What would our conversations look like with friends?
Which songs would we sing the most? 
What would our relationship to the poor, needy, and marginalized look like? 
How many luxuries would we lose? 
Would we be able to pray enough? 
What would be done with our free time?
What sufferings would we learn to embrace? 
Would knowing nothing but Jesus Christ crucified look the way my life looks now or would it look different? If it would look different, can I imagine the path toward knowing only this one all important reality? Could the local church help me to get there? (The answer here is ‘yes’)
I am joyfully cornered into believing that if I knew nothing but Jesus Christ crucified that I would gain the wisdom to know how to not become legalistic about dedicating myself to Jesus and giving him every bit of my life while also allowing myself to be fully consumed by him as I walk in the messiness of life as someone set apart in this world, uniquely reflecting Jesus to all. 
Could I pray more? Yes. Could I read and recall scriptures more? Yes. Could I give up less luxuries and find solidarity with the low of status more? Yes. Every bit of me could be given to Christ more. It should be. 

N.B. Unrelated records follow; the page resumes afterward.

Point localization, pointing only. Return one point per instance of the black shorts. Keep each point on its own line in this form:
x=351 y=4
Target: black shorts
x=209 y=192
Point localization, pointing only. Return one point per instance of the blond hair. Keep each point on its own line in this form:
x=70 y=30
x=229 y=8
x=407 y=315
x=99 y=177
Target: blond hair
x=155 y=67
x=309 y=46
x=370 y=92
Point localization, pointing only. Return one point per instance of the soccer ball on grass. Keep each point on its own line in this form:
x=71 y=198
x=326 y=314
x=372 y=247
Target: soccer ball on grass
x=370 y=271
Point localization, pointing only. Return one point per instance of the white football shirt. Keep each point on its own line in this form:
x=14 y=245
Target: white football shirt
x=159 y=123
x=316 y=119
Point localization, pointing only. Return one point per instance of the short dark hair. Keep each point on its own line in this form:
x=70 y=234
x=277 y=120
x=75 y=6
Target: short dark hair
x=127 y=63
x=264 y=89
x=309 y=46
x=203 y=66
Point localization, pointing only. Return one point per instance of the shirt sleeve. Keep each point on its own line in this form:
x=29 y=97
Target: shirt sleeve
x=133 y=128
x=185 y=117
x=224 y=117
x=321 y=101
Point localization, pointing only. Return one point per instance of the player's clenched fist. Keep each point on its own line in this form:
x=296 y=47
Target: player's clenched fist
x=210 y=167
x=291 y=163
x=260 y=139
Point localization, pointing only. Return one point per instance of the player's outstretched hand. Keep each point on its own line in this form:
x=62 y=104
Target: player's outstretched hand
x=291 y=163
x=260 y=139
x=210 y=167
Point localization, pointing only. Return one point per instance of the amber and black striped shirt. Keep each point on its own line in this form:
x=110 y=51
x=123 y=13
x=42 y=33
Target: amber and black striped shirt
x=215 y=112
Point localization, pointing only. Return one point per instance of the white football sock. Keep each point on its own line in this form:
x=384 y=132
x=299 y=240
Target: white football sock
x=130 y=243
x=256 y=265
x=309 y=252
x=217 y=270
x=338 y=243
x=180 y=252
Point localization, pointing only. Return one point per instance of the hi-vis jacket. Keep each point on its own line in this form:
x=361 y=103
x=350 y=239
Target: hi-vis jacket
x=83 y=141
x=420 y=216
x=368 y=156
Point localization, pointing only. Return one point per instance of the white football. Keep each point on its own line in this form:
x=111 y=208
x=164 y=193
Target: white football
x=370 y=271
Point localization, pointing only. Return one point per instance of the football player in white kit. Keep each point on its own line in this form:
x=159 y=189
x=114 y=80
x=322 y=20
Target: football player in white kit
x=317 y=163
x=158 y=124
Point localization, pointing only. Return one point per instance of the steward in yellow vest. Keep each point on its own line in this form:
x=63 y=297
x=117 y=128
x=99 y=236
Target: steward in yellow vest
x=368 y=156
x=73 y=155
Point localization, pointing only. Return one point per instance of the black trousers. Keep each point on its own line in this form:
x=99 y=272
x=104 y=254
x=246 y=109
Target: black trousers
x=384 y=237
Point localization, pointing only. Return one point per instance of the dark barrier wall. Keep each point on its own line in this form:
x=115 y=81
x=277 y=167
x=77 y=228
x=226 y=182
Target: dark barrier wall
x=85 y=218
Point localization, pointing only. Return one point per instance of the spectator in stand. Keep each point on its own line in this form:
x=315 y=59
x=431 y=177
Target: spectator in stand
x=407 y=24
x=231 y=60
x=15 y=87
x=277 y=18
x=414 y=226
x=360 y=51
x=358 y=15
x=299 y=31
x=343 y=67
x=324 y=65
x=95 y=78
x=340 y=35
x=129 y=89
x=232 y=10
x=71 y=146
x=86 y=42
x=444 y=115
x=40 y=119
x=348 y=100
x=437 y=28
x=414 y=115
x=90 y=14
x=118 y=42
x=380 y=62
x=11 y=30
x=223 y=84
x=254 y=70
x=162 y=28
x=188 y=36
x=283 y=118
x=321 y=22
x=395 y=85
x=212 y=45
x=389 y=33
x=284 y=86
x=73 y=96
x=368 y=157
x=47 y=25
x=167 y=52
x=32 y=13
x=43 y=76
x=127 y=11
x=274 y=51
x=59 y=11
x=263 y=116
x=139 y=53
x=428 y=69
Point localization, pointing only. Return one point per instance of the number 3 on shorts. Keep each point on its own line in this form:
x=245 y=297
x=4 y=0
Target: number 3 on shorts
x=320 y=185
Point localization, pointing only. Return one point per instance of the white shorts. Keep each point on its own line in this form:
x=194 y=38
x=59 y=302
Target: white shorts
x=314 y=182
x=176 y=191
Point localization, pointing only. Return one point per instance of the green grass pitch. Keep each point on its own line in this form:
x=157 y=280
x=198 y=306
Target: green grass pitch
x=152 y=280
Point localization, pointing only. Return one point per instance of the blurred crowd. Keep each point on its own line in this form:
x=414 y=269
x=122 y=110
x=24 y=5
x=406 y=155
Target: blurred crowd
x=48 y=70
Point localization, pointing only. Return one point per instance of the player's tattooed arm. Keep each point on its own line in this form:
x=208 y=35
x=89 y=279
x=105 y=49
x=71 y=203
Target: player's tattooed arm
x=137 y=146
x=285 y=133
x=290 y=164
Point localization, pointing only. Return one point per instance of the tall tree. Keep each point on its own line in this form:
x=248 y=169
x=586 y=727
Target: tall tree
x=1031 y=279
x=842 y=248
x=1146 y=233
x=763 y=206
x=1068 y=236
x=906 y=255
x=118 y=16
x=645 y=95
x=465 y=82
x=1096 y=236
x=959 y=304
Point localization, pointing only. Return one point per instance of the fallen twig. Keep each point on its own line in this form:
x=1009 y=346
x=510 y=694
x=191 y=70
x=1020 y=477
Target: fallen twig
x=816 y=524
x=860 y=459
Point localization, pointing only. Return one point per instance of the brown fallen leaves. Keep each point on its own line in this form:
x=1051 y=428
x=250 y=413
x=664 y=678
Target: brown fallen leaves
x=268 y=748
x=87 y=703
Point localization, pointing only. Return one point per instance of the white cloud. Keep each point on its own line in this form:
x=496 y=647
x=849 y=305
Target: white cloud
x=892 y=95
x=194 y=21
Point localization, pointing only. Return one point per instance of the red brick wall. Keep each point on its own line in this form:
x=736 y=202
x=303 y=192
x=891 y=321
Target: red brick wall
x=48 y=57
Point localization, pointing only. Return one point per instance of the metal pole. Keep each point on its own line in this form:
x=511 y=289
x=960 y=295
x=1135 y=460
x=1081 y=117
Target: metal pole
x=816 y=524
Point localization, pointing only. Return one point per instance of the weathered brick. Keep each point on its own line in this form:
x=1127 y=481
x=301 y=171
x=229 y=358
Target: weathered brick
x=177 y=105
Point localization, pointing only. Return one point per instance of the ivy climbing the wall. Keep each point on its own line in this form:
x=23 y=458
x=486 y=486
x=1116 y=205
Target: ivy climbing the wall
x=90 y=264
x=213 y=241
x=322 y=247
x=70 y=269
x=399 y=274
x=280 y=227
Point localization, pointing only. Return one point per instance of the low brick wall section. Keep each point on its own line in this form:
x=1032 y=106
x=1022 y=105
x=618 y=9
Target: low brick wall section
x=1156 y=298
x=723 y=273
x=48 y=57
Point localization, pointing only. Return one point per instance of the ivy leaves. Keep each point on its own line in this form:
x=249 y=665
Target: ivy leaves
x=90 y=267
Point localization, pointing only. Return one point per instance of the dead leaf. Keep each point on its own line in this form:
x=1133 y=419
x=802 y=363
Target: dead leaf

And this is true of every single person. This is not to lead us into guilt as though it were some sort of burden though for we know that the yoke (teaching) of the crucified Jesus is a light one. As we reflect on our own lives let us ask God to show us where to focus ourselves. Let us begin the journey to know nothing but Jesus Christ crucified by embracing new habits, rituals, thoughts, identities, societies, and lives. Let us do it together as the Church and let us do it honestly.
When we fall short, let’s confess. When we succeed let’s not boast. Let’s take the advice of the disciples who once wrote, “if you can carry the whole yoke of the Lord you will be perfect; but if you cannot, do what you can.” As you do so, “Trust in the Lord with all your heart, and do not lean on your own understanding” (Proverbs 3:5) and “whatever you do, do all to the glory of God” (1 Corinthians 10:31).
As you gain knowledge of many things in this world, may you know nothing amongst others but Jesus Christ and him crucified, that you may be formed by him and his victorious crucifixion that has brought you redemption into a person who embodies the Spirit of our Lord.